Just one more 24 note. I've never been the kind of person to write spoofs, but don't you think it would be hilarious if someone did a spoof on 24, where all of the action takes place in, say, 1982, so that nobody has a cell phone on them, so every time Jack needs to talk to Chloe (who would have a perm and be wearing a mauve blouse with shoulder pads, of course) he has to run to a pay phone? And then maybe he wouldn't have a quarter on him so he'd have to bum one off a homeless drunk at 3:30 in the morning, screaming "THE SAFETY OF OUR NATION DEPENDS ON IT!!". And then, since he obviously wouldn't have a PDA on him, every time he needed a schematic he'd have to drive around looking for a Kinko's that was open all night, and then he'd have to wait around for the fax to come through, and when the paper would jam he could pull out his gun and hold it to the head of the guy working the counter who speaks zero english, screaming "YOU HAVE THIRTY SECONDS TO FIX THAT PAPER JAM OR I WILL PUT A BULLET IN YOUR BRAIN!!!"... And there could be cameo appearances by the guys in Miami Vice, and it would be a great excuse to play a lot of Journey and Foreigner and Hall and Oates... And of course, Jack Bauer would have to have a crazy emo coif going with fantastic bangs... and he would most certainly have a blonde mustache. What could be better than that?

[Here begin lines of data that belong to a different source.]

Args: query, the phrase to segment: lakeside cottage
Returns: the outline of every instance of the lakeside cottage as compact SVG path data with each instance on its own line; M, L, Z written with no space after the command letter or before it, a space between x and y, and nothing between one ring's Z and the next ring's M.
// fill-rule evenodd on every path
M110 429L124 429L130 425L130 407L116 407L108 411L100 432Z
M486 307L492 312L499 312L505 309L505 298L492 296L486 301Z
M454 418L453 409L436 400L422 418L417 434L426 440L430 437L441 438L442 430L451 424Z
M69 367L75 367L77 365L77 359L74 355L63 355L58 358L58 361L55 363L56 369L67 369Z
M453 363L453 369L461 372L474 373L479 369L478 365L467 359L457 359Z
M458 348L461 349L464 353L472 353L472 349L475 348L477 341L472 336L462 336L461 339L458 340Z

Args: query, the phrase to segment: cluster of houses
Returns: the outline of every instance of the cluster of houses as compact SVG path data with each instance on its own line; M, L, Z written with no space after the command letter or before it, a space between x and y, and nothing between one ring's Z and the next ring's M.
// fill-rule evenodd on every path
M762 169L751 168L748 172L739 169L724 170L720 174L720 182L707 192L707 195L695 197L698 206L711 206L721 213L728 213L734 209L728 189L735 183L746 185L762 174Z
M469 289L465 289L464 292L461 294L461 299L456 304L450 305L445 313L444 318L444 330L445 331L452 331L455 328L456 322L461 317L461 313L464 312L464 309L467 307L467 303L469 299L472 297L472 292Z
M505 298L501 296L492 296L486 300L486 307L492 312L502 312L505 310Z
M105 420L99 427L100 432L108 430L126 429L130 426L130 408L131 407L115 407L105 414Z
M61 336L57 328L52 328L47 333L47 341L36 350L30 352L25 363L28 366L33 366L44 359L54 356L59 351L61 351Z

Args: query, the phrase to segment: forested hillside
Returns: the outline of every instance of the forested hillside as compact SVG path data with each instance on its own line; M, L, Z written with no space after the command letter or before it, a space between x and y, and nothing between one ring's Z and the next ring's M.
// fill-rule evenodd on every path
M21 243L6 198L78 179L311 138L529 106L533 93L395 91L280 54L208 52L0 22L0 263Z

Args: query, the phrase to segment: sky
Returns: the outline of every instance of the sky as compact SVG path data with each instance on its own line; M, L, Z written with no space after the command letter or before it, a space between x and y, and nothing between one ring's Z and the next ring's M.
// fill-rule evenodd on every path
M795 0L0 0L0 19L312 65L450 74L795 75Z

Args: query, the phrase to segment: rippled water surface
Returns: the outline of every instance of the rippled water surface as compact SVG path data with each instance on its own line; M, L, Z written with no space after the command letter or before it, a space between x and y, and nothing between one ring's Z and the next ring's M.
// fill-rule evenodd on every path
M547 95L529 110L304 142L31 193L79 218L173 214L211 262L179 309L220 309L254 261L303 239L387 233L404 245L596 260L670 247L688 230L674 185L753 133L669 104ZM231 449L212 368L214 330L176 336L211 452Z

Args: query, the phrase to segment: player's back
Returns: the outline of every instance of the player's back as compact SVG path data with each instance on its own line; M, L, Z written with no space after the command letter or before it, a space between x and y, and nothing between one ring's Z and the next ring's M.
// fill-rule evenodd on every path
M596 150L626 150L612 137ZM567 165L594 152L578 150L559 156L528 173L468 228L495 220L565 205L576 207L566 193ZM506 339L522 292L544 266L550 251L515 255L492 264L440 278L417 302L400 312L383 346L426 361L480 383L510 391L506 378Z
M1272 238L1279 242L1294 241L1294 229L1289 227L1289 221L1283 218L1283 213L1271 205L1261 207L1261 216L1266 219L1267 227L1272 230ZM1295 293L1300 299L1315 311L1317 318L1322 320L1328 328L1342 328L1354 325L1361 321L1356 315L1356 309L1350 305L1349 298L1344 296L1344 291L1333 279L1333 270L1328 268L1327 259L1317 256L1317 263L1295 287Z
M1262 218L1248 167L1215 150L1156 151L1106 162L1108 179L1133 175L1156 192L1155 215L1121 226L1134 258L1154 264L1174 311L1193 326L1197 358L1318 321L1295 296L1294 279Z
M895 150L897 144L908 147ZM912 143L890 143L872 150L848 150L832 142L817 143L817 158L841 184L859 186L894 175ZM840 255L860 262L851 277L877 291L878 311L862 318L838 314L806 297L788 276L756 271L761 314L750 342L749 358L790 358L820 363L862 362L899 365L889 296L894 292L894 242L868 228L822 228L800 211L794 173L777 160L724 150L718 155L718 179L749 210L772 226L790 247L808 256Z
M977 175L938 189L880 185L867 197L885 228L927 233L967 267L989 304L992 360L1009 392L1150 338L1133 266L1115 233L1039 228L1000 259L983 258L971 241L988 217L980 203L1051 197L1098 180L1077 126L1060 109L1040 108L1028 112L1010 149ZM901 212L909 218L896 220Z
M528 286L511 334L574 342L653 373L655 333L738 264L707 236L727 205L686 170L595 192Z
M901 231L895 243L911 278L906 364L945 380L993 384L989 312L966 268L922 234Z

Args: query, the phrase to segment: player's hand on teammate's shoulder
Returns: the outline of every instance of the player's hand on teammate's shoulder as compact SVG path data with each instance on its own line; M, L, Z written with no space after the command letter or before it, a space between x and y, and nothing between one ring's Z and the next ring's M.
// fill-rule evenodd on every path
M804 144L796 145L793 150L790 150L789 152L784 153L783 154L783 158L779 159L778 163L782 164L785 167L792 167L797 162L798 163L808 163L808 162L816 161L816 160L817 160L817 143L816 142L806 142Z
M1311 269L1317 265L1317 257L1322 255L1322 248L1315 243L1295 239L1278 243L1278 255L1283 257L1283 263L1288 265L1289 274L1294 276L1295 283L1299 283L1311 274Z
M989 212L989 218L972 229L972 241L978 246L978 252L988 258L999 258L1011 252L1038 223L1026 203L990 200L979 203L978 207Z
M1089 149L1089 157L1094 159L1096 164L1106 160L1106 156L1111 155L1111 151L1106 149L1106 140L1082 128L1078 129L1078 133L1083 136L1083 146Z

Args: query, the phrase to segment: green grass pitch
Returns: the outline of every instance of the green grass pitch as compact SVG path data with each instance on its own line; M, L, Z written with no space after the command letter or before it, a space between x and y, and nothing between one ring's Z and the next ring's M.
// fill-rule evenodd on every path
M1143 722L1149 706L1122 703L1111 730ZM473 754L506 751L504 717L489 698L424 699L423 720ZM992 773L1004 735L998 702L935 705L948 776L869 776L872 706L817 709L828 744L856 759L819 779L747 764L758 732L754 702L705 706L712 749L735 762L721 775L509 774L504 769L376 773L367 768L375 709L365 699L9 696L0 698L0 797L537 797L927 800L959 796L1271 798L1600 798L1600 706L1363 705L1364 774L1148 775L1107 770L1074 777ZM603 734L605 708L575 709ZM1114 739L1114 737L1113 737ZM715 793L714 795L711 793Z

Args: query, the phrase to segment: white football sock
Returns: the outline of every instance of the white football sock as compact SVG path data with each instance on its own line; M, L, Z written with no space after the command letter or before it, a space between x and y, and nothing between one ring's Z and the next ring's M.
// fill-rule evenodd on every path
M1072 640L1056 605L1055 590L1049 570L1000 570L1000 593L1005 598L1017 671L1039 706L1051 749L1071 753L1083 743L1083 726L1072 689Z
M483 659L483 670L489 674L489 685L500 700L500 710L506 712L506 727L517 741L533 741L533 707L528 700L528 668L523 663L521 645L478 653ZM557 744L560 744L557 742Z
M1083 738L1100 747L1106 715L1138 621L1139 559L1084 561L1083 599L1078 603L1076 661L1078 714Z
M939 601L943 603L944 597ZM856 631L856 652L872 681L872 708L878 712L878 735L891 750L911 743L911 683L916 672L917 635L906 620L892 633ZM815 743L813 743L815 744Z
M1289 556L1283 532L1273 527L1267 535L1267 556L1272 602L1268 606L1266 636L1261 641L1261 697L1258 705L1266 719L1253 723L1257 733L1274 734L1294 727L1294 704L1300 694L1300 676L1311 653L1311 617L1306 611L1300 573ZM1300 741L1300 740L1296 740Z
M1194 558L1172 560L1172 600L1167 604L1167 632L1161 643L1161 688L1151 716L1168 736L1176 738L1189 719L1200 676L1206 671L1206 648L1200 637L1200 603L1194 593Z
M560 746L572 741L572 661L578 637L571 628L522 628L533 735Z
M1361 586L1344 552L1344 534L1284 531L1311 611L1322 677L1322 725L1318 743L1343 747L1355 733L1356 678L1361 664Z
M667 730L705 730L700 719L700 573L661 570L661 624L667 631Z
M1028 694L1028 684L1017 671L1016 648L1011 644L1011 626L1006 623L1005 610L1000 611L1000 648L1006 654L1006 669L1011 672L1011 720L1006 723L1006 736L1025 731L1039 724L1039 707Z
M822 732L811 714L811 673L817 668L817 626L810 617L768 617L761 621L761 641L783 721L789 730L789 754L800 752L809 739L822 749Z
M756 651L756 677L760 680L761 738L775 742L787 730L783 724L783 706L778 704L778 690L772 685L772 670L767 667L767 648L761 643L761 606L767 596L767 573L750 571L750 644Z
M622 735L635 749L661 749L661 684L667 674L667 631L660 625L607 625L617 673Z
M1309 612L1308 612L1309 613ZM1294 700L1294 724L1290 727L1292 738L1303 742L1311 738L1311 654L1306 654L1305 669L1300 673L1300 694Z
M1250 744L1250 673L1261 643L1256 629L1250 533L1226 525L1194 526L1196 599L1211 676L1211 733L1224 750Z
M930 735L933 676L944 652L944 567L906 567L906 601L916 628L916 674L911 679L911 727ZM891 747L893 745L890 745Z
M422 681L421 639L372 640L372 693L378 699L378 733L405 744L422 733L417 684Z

Would somebody please put some kind of a screenplay together? I think the world needs this.
1 comment:
Absolutely terrific. However, if you even breathe one word about what happens after about episode five, I will summon all the JB-esqueness within me, and get biblical on your ass. As Keifer once whispered to Chris Chambers and Gordie LaChance when launching his improbable career, while holding a switch blade, of course: "You're dead".
I look forward to three more days with the man.